If you’re recruiting Hong Kong or Taiwanese talent for a UK entity: The Youth Mobility Scheme ballot closes July 16. Point candidates to it now. Review your UK work permit and visa process so you’re ready once results land July 30.
If you sponsor employees in Japan: Update your 2026 mobility budget for the new fivefold visa fee. Check your Japan hiring compliance steps before submitting new applications.
If you have Indian employees on EB-2 green card petitions: Communicate the FY2026 freeze clearly. Revisit your EB-2 NIW visa timeline planning for the October reset.
These four stories share a theme. Compliance windows are getting shorter and more specific, whether it’s the Nebraska mini-WARN Act’s 90-day layoff clock or a two-day visa ballot in the UK. If juggling country-specific deadlines across four continents sounds like a full-time job, Asanify’s Global HRMS centralizes multi-country compliance tracking, so nothing slips through in the noise of a normal week.

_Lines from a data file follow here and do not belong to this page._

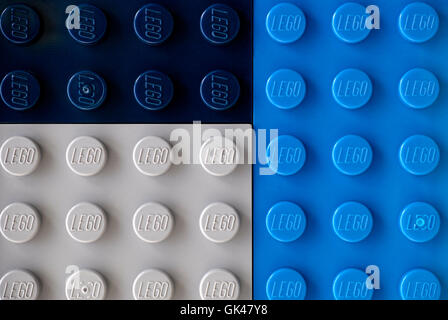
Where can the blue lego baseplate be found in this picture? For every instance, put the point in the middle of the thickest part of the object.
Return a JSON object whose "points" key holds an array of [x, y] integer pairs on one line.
{"points": [[167, 61], [361, 176]]}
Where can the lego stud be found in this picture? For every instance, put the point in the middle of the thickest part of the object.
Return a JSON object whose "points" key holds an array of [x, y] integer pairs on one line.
{"points": [[153, 24], [286, 23], [286, 284], [418, 22], [19, 24]]}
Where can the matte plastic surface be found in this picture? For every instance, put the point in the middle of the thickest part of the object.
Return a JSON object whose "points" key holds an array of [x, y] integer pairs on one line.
{"points": [[117, 248], [387, 202], [128, 48]]}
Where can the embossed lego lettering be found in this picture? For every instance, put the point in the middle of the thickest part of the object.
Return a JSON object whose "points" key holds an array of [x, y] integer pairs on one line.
{"points": [[87, 24], [157, 156], [286, 22], [421, 290], [18, 223], [353, 222], [86, 222], [220, 24], [18, 290], [420, 155], [286, 89], [419, 22], [19, 155], [220, 289], [286, 222], [153, 290], [220, 90], [286, 289], [153, 24], [351, 22], [352, 290], [153, 90], [352, 155], [420, 88], [220, 155], [87, 155], [352, 88], [220, 222], [153, 222], [19, 23]]}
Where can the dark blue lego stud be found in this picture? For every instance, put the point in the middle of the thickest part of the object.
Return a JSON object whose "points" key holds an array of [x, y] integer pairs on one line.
{"points": [[352, 89], [352, 222], [286, 284], [92, 24], [220, 24], [349, 23], [419, 88], [86, 90], [20, 90], [153, 90], [418, 22], [419, 155], [286, 155], [220, 90], [286, 23], [352, 155], [420, 222], [420, 284], [286, 89], [20, 24], [286, 221], [153, 24], [351, 284]]}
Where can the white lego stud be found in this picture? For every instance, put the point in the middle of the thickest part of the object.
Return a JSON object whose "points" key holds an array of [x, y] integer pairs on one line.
{"points": [[219, 156], [153, 222], [20, 156], [219, 222], [86, 222], [219, 284], [19, 285], [85, 284], [19, 222], [86, 156], [152, 156], [153, 284]]}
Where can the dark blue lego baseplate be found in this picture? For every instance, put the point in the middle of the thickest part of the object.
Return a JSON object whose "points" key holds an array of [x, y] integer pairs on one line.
{"points": [[362, 175], [172, 41]]}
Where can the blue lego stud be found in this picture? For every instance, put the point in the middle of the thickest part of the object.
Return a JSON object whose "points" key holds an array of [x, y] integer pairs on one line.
{"points": [[153, 24], [418, 22], [419, 155], [153, 90], [420, 284], [86, 90], [420, 222], [351, 284], [92, 24], [286, 89], [19, 24], [286, 221], [352, 155], [286, 155], [20, 90], [286, 284], [220, 90], [286, 23], [352, 88], [419, 88], [349, 23], [220, 24], [352, 222]]}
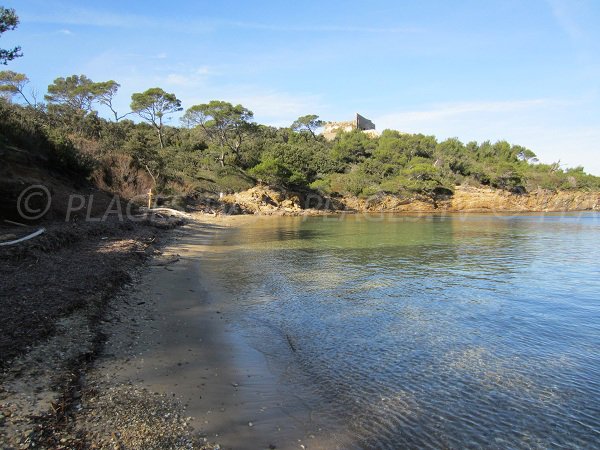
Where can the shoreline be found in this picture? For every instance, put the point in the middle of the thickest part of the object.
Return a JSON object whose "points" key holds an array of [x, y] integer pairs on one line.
{"points": [[167, 327]]}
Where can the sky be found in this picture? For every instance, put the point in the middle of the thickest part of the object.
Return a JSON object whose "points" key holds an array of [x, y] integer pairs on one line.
{"points": [[524, 71]]}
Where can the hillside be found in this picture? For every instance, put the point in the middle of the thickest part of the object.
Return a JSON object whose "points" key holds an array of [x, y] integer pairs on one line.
{"points": [[219, 149]]}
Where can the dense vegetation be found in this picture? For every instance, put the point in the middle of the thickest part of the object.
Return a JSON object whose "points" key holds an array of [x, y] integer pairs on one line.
{"points": [[219, 148]]}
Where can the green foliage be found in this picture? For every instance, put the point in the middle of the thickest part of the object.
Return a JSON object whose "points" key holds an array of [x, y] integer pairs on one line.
{"points": [[309, 123], [152, 105], [221, 149], [225, 125], [25, 128], [8, 21]]}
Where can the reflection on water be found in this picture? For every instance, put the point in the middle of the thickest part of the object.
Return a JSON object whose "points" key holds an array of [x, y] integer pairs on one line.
{"points": [[429, 331]]}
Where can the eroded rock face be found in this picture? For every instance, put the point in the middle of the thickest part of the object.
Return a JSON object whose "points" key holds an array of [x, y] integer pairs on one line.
{"points": [[268, 201]]}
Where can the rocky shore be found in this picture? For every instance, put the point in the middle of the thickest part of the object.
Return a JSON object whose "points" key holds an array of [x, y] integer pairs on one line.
{"points": [[62, 296], [263, 200]]}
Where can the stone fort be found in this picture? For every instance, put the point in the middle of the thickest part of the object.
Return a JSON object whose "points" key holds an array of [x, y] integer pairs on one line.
{"points": [[331, 129]]}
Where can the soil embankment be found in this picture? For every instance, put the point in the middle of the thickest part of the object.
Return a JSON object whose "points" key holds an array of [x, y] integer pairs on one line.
{"points": [[262, 200]]}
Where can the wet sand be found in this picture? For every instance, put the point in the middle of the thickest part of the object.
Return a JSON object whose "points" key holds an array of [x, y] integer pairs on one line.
{"points": [[193, 349]]}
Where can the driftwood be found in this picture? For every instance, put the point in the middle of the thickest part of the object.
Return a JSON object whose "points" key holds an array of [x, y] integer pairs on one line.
{"points": [[166, 211], [24, 238]]}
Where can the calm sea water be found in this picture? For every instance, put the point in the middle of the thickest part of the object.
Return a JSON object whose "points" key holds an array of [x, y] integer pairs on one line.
{"points": [[428, 332]]}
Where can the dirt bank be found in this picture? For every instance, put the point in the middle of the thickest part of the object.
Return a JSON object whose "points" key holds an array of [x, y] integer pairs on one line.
{"points": [[57, 292]]}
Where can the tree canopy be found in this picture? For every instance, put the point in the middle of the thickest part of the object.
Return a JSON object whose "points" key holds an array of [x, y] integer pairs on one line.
{"points": [[152, 105], [8, 21]]}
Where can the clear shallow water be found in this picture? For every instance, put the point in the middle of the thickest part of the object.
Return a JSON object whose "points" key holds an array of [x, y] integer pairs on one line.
{"points": [[430, 332]]}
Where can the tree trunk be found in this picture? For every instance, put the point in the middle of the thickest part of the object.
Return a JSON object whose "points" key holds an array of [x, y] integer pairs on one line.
{"points": [[162, 145]]}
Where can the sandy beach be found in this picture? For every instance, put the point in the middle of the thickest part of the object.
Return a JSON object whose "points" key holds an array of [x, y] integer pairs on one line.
{"points": [[177, 336]]}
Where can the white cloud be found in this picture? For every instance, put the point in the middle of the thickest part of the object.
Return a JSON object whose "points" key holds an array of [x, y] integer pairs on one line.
{"points": [[540, 124]]}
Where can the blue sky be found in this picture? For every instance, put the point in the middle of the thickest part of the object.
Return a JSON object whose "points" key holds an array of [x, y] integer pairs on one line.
{"points": [[524, 71]]}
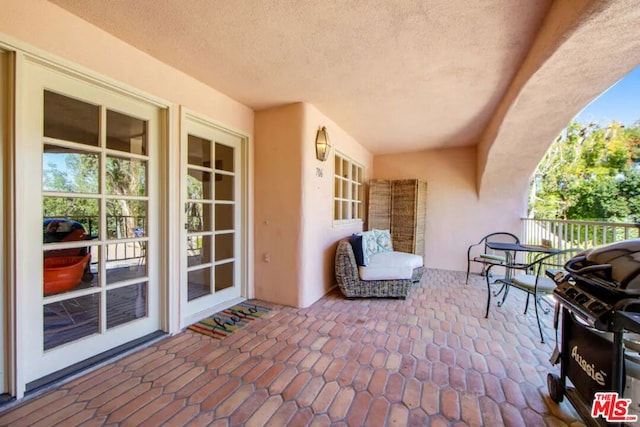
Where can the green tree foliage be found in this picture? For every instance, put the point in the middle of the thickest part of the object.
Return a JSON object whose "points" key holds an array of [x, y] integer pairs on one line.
{"points": [[79, 173], [590, 172]]}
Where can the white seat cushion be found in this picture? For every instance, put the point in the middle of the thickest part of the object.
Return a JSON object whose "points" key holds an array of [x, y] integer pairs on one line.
{"points": [[528, 281], [390, 266]]}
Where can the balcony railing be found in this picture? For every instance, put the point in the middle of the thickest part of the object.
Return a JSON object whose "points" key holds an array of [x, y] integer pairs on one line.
{"points": [[583, 234]]}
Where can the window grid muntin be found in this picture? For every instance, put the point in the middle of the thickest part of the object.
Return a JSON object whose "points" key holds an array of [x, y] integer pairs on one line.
{"points": [[348, 198]]}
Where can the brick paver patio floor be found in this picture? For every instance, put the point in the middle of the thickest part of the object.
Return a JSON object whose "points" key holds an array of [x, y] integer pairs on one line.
{"points": [[431, 360]]}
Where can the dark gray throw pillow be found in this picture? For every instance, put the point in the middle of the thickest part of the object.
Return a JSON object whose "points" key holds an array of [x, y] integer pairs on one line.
{"points": [[356, 244]]}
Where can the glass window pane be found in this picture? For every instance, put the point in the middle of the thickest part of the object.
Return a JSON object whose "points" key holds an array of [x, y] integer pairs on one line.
{"points": [[66, 270], [125, 261], [126, 304], [126, 133], [224, 187], [224, 158], [70, 170], [199, 283], [224, 217], [69, 219], [224, 246], [126, 219], [70, 320], [70, 120], [224, 276], [199, 216], [199, 250], [199, 151], [126, 177], [198, 185]]}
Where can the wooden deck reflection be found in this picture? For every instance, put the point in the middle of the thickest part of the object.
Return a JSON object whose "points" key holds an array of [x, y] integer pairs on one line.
{"points": [[78, 317]]}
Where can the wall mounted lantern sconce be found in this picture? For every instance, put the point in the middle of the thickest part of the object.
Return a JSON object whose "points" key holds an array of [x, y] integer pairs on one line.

FAQ: Nebraska Mini-WARN Act and Global Hiring Deadlines
Q: What does the Nebraska mini-WARN Act require?
A: Employers with 100 or more workers, excluding part-time staff, must give 90 days’ advance notice before a mass layoff or business closing in Nebraska. Notice goes to affected employees, applicable union representatives, and the state labor department. The rule starts July 18, 2026.
Q: What happens if an employer violates Nebraska’s mini-WARN Act?
A: Violators face fines of up to $100 per day of noncompliance. There’s no private right of action. Enforcement runs through the state rather than employee lawsuits.
Q: Can I still hire Hong Kong or Taiwanese nationals in the UK after this ballot closes?
A: Not through the Youth Mobility Scheme until 2027. Only two ballots run per year, and this is the second and final one for 2026. Still, other UK visa routes, like Skilled Worker sponsorship, remain open in the meantime.
Q: Does Japan’s visa fee increase apply to all visa types?
A: Yes, mostly. The fivefold increase applies to standard single-entry and multiple-entry visa issuance fees, for applications submitted on or after July 1, 2026. Some visa-exempt travel arrangements are unaffected.
Q: When will EB-2 India green card processing resume?
A: New approvals should resume when the FY2027 visa year opens in October 2026. The pace after that depends on demand from Indian applicants relative to the new annual limit.
Not to be considered as tax, legal, financial or HR advice. Regulations change over time so please consult a lawyer, accountant or Labour Law expert for specific guidance.